However, company officials said they are happy with Fidelity’s performance in this environment and analysts also said it was a good quarter under the circumstances.

Jacksonville-based Fidelity reported adjusted earnings of $1.01 a share, down from $2 in the second quarter of 2022 with title insurance revenue dropping 27%.

“We are very pleased with this result, which reflects strong sequential margin improvement across our title-related businesses,” CEO Mike Nolan said in an Aug. 9 conference call with analysts.

“This strong performance really demonstrates our approach to running the business, highlighting our ability to manage through economic cycles and react quickly to changing order volumes,” he said.

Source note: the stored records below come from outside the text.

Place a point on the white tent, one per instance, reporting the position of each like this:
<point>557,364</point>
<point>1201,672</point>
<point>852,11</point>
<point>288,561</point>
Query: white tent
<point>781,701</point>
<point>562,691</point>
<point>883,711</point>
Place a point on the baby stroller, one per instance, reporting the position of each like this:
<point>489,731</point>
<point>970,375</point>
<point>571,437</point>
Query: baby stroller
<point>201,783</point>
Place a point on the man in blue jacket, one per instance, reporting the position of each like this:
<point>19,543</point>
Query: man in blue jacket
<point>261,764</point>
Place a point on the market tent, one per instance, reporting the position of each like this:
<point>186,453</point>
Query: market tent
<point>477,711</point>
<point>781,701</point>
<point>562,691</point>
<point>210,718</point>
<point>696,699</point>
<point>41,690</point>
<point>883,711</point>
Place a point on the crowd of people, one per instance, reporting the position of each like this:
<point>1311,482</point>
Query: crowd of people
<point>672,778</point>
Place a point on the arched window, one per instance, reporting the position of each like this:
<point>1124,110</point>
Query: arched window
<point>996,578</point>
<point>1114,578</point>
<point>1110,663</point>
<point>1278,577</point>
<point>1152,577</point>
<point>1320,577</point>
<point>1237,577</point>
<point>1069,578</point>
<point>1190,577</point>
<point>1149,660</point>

Analysts generally agreed with Nolan’s assessment.

“The strong pre-tax title margin in the quarter (15.8%) suggests the company is well positioned to navigate the current challenging (but improving) mortgage volume backdrop,” Keefe, Bruyette & Woods analyst Bose George said in a research note.

“We are maintaining our Outperform rating given the strong execution in 2Q, an improving outlook for the mortgage market, and the discounted valuation compared to peers,” he said.

“FNF’s title business is being managed well through a tough mortgage market and F&G’s annuity/fee-based revenue stream is providing meaningful earnings support in the current environment,” BTIG analyst Soham Bhonsle said in his note.

Fidelity spun off 15% of annuity and life insurance subsidiary F&G Annuities & Life Inc. as a separate public company in December 2022. Bhonsle expects Fidelity to eventually spin off its remaining majority interest in F&G.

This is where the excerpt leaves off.